Alcoholic and non-alcoholic fatty liver diseases (AFLD and NAFLD) represent significant health problems globally. Betaine appears to play important a protective role, but betaine supplements are not approved for treatment of fatty liver disease. At present, betaine is approved by the EU only for treatment of a rare inborn error of metabolism (homocystinuria), and as a novel food to meet additional requirements for intense muscular effort. Betaine is classified as a non-essential nutrient, while choline is an essential one. A reason for the reluctance to approve betaine for more widespread use is that we know too little about what it is doing and how it is handled in the body. The primary aim of the present project was to clarify the roles of the betaine-GABA transporter (BGT1; Slc6a12) with respect to liver betaine uptake. The results from the project fall into three main categories: Firstly, information on BGT1 with respect to localization in the liver, and information on the transporters involved in betaine uptake by the liver and the small intestine. Secondly, information on how betaine supplements affects the liver lipid content in preventing or attenuating the development of fatty liver. Thirdly, information of redundancy with respect to mechanisms that regenerate methionine and degrade homocysteine. Further, the project strengthens national and international competence, and supported the career development of young, highly promising researchers and doctors. One significant impact of the project is to provide scientific basis for nutrient recommendations that though betaine is a non-essential nutrient, the populations with heavy alcohol and high fat consumption may consider to courage the intake of choline- or betaine-rich foods. The potential impact for society (health and economy) of a decision to approve or not approve betaine is huge.

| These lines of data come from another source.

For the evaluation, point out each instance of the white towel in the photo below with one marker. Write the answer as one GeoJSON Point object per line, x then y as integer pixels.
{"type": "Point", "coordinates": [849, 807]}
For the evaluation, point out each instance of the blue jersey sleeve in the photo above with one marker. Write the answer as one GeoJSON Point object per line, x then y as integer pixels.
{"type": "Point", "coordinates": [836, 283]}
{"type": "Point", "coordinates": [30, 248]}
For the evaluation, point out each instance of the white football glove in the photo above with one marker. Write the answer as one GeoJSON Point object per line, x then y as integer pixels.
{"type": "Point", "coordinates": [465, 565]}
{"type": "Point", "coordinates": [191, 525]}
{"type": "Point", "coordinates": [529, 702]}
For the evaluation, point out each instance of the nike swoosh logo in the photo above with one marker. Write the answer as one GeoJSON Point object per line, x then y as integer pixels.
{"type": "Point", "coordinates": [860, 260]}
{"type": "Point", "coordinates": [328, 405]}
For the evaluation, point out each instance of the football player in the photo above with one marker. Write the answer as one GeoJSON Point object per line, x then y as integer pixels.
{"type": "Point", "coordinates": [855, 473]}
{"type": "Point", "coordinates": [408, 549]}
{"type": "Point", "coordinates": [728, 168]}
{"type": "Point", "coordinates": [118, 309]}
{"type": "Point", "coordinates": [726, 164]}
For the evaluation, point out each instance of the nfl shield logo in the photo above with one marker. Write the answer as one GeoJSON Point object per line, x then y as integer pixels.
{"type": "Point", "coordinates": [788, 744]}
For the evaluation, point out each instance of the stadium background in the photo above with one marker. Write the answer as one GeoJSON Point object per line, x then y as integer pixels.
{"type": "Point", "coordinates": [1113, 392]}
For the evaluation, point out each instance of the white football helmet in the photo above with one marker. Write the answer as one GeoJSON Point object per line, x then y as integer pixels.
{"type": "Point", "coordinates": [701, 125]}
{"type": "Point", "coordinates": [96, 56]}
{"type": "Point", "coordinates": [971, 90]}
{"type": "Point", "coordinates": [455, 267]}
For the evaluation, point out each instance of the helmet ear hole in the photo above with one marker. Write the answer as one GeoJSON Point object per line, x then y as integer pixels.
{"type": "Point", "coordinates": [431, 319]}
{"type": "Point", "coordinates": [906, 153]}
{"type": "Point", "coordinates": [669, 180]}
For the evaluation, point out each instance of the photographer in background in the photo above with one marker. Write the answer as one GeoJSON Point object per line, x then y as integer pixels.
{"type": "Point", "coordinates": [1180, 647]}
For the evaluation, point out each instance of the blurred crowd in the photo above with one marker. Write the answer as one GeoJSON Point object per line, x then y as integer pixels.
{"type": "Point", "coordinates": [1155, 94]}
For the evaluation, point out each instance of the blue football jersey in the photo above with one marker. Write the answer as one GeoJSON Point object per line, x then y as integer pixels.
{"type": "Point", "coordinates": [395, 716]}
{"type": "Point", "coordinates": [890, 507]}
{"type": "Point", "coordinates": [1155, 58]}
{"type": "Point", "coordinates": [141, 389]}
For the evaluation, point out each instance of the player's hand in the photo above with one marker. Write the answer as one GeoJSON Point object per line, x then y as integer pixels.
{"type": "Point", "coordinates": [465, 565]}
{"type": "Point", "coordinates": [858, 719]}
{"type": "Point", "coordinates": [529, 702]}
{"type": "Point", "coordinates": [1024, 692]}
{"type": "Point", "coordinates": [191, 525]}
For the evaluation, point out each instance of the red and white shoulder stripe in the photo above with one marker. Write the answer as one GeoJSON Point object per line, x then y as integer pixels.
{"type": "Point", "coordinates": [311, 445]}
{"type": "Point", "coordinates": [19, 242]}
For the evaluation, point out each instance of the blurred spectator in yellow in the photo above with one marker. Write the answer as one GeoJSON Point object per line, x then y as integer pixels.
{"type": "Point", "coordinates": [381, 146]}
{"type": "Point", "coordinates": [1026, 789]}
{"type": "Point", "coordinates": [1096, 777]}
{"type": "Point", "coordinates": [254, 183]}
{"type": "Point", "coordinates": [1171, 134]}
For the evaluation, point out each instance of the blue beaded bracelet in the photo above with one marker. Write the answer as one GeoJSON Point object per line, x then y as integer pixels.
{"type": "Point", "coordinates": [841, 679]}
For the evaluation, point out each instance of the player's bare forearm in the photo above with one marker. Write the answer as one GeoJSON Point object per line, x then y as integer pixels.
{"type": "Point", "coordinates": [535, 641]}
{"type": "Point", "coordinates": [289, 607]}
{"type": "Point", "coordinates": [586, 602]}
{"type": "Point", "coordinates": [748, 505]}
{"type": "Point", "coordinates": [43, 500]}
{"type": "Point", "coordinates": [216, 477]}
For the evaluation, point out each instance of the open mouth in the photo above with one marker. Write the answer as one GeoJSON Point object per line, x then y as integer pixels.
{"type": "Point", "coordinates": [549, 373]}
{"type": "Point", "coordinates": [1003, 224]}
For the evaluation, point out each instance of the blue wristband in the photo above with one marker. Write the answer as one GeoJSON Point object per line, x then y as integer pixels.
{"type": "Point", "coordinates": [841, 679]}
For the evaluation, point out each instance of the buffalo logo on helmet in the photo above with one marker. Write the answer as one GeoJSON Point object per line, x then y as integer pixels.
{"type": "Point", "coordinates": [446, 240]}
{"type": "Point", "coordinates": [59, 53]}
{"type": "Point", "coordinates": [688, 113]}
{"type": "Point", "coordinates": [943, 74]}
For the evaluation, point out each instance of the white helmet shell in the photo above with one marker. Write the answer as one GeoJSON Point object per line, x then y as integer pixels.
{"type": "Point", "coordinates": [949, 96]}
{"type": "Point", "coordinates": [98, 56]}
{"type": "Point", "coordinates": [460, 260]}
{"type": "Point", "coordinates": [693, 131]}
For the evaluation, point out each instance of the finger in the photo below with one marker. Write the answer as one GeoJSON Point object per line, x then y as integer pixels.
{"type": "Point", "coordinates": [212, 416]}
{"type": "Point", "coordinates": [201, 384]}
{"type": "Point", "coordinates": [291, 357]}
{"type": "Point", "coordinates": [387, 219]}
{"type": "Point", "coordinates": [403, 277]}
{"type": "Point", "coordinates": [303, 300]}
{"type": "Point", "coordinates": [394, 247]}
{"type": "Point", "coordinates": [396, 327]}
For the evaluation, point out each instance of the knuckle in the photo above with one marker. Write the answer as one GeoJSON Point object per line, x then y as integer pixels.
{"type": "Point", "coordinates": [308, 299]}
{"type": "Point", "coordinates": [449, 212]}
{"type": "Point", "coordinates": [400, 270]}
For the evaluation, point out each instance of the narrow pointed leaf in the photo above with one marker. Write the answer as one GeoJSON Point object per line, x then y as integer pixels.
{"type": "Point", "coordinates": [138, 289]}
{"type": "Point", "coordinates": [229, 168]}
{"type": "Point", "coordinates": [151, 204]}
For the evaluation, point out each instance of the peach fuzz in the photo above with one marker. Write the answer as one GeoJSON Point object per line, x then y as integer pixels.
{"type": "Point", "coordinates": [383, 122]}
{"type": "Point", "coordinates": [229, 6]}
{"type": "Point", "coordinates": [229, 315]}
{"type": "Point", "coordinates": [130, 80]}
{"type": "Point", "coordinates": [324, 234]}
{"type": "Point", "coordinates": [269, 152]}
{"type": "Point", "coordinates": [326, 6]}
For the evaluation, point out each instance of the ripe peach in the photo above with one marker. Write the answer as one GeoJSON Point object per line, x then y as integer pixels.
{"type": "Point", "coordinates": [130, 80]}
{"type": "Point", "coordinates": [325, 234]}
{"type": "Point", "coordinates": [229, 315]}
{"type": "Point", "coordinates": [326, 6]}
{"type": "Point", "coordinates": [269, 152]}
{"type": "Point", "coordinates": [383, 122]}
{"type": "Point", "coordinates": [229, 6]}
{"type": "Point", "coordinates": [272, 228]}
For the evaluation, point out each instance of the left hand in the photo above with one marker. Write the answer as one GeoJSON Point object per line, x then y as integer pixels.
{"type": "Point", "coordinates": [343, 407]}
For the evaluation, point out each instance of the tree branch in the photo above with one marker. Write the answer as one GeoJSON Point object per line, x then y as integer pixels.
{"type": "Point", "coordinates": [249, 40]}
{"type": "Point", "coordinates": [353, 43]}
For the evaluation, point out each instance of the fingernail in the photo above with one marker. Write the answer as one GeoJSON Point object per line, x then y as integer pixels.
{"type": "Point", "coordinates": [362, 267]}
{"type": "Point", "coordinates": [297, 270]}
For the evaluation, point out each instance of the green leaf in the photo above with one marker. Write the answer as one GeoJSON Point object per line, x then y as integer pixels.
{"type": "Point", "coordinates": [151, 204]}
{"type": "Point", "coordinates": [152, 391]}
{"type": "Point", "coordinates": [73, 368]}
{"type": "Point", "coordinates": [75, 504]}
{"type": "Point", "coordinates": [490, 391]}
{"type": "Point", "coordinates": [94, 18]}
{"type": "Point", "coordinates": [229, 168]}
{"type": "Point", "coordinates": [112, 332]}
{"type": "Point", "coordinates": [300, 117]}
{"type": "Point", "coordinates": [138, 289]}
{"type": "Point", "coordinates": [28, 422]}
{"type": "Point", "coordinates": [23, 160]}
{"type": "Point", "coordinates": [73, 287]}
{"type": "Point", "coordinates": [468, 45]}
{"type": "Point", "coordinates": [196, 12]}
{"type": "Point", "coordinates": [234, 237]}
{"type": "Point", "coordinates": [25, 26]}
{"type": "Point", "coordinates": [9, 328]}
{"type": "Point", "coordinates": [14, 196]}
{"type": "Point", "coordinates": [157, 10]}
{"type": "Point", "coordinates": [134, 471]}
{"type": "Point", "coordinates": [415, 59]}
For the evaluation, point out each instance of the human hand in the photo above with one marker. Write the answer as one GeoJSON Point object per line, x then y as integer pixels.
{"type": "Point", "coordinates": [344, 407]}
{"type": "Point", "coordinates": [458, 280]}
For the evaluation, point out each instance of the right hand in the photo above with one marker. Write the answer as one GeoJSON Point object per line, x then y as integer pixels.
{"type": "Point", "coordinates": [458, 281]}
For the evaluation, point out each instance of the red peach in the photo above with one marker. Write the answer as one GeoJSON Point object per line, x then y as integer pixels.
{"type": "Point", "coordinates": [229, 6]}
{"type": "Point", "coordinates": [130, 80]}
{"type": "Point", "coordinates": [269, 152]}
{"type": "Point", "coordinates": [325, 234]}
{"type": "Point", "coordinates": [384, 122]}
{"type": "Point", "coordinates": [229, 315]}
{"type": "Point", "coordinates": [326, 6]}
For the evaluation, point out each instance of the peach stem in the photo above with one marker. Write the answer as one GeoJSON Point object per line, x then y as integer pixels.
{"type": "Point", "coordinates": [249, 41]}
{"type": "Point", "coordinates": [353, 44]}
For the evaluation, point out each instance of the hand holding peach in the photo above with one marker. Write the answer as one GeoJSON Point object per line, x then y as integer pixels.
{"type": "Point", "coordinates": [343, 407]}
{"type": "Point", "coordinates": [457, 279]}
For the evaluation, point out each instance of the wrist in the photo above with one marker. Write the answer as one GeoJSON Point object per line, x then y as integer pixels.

Alcohol abuse causes numerous health problems. One of these is alcoholic liver disease (ALD), which partly results from perturbations of hepatocyte methionine metabolism: Ethanol inhibits the methionine synthase pathway, increasing the demand for betaine. Hepatic betaine is supplied via the diet or by conversion of choline to betaine. Ethanol inhibits the latter. Dietary betaine supplements attenuate ALD, but this requires that the hepatocyte can absorb the supplied betaine from the blood. The hepatic uptake is catalyzed by transporter proteins of which the betaine-GABA transporter (BGT1) is believed to be the responsible transporter. We have created BGT1 deficient mice, observed that these mice survive, and shown BGT1 to be predominantly a liver protein. Importantly, we have just found (unpublished) that under non-challenging conditions BGT1-deficient mice have a mild reduction in hepatic choline. Compensatory increased production of betaine from choline may explain how these mice avoid liver disease, but they may be vulnerable to increases in betaine demand induced by ethanol and high fat diets. If the mice models reflect human status, it is important to identify subjects with defective betaine uptake as these may be at particular risk of developing ALD. We propose to: 1. Test whether BGT1 expression is restricted to hepatocytes (WP#1). 2. Determine the contribution of BGT1 to the total betaine transport (WP#2), and test whether the SIT1, OCTN2 and OAT9 transporters contribute to the betaine uptake. 3. Test if defect betaine uptake increases choline requirements for choline using BGT1/choline dehydrogenase-double knockouts (WP#3&4). 4. Examine if BGT1 deficiency increases ethanol or high fat hepatotoxicity (WP#4). 5. Identify putative gender and mouse strain differences in choline and methionine pathways (WP#5). This project will determine the importance of betaine and possibly contribute to new strategies for prevention and treatment of ALD in humans.